Static methods: feel the fear and do it anyway
When your tests go green, it’s often a good idea to think about tidying up the internals of the method you just added/changed. One of my favourite things to do here is to extract out meaningful methods from the implementation e.g
if(toolkit.Contains(Tools.Hammer))
{
var hammer = toolkit[x.Tool.Hammer];
Day.Morning.Do(hammer.Execute);
Day.Evening.Do(hammer.Execute);
ThisLand.AllOver.Do(hammer.Execute);
}
… At the click of an alt-shift-m becomes : i
if(IHadAHammer())
{
IdHammerInThe(Day.Morning);
IdHammerInThe(Day.Evening);
AllOverThisLand(); // OK I took that one a bit too far.
}
Very often, extracting methods will leave you with a helpful suggestion from our friend resharper: “This method could be made static”. I have often noticed a reticence from fellow developers for following this advice. Static methods tend to be considered harmful and seem to take us back to the bad old days of global methods (not to mention global state…). Added to that, the performance improvement you get is negligible and might smell like unnecessary optimisation. What tends to happen is that ReSharper is ignored (or the message is disabled) and we continue with something else. Thisc course of action does rather miss the point: the method makes no use of ‘this’. So even if you don’t put the static keyword in front of it, the method is still basically static anyway. Does that not tell you that maybe that method might not belong here? But where should it go? This is where the ‘do it anyway’ part comes in. Go make the method static. If there are several similar methods (and there usually are), go make all of them static and then look for patterns:
- A set of functions that take in a type you control:
public bool static HasExpiredPassword(User user) {...}
public bool static HasPermissionToEditResource(User user, Resource resource) {...}
Perhaps this reasoning could be part of the User class as instance methods.
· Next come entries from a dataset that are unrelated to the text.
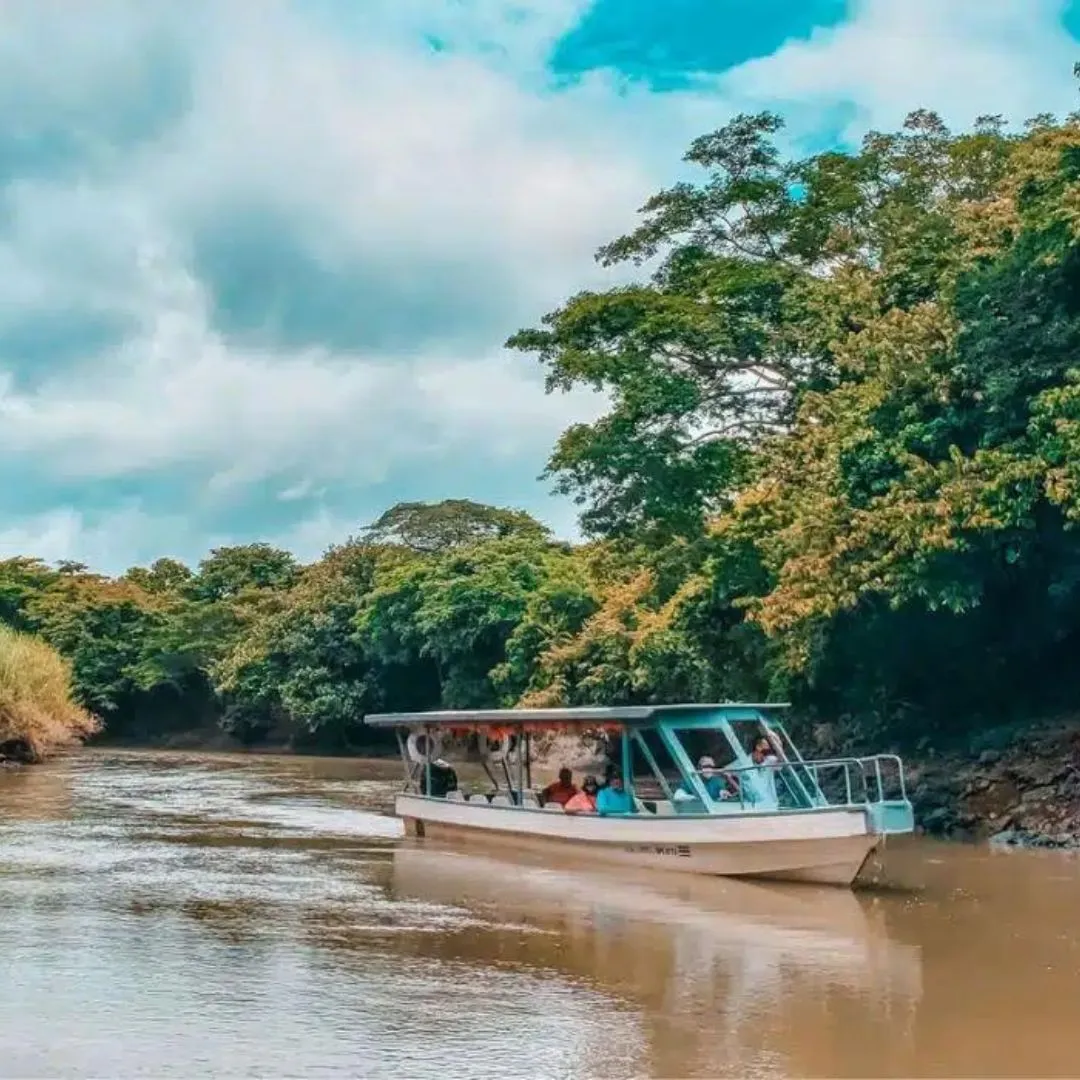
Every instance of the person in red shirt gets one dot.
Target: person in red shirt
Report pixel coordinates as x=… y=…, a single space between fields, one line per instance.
x=584 y=801
x=562 y=791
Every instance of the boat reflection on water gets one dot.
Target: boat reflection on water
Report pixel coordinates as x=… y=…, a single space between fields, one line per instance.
x=730 y=977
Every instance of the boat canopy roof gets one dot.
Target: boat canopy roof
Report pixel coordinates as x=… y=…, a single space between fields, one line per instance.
x=588 y=716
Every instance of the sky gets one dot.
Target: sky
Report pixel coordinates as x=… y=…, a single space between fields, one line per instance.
x=258 y=257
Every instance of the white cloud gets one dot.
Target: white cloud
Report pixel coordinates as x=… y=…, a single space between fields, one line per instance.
x=466 y=189
x=109 y=542
x=962 y=58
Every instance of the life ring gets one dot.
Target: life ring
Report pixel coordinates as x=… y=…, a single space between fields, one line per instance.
x=432 y=746
x=497 y=750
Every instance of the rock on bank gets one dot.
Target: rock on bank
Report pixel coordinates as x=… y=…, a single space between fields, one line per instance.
x=1014 y=786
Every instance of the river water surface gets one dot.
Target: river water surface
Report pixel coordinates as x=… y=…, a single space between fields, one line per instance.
x=189 y=915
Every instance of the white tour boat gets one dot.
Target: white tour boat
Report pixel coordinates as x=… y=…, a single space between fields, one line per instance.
x=765 y=812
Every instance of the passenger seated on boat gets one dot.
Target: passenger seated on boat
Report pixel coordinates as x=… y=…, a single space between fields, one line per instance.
x=563 y=790
x=584 y=801
x=615 y=798
x=443 y=779
x=714 y=783
x=759 y=783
- Methods which take in a system type as the first parameter, all with the same/similar name, for example:
public static bool IsValidEmailAddress(string emailAddress){...}
public static string GetEmailHostName(string emailAddress )
Maybe email address warrants a class of it’s own containing these methods. The EmailAddress class could end up being a magnet for many other similar methods dotted around other classes too.
- Either of the above but taking in a collection/IEnumerable of the same, e.g. :
static MailAddressCollection BuildSenderList(IEnumerable emailAddresses)
static IEnumerable GetAllUsersInGroup(IEnumerable users, Group group)
Here, extension methods are your friend for a quick fix (ReSharper
can totally help you out here). Chances are that if 'User' is part
of your domain model, then 'Users' should be too. So why not create
a type representing the collection - Users, EmailAddresses - and
migrate the static methods there.
Simply by following our refactoring tool’s suggestion, we have made the code more expressive and readable. The design of our code has fallen into place without us having to think too hard (a very good thing).
So what if you can’t find a way to move around those static methods? I would suggest that you should still go static to acknowledge that the methods are slightly disjunct from the class. Maybe as your codebase grows, you can revisit and find a place for these new concepts.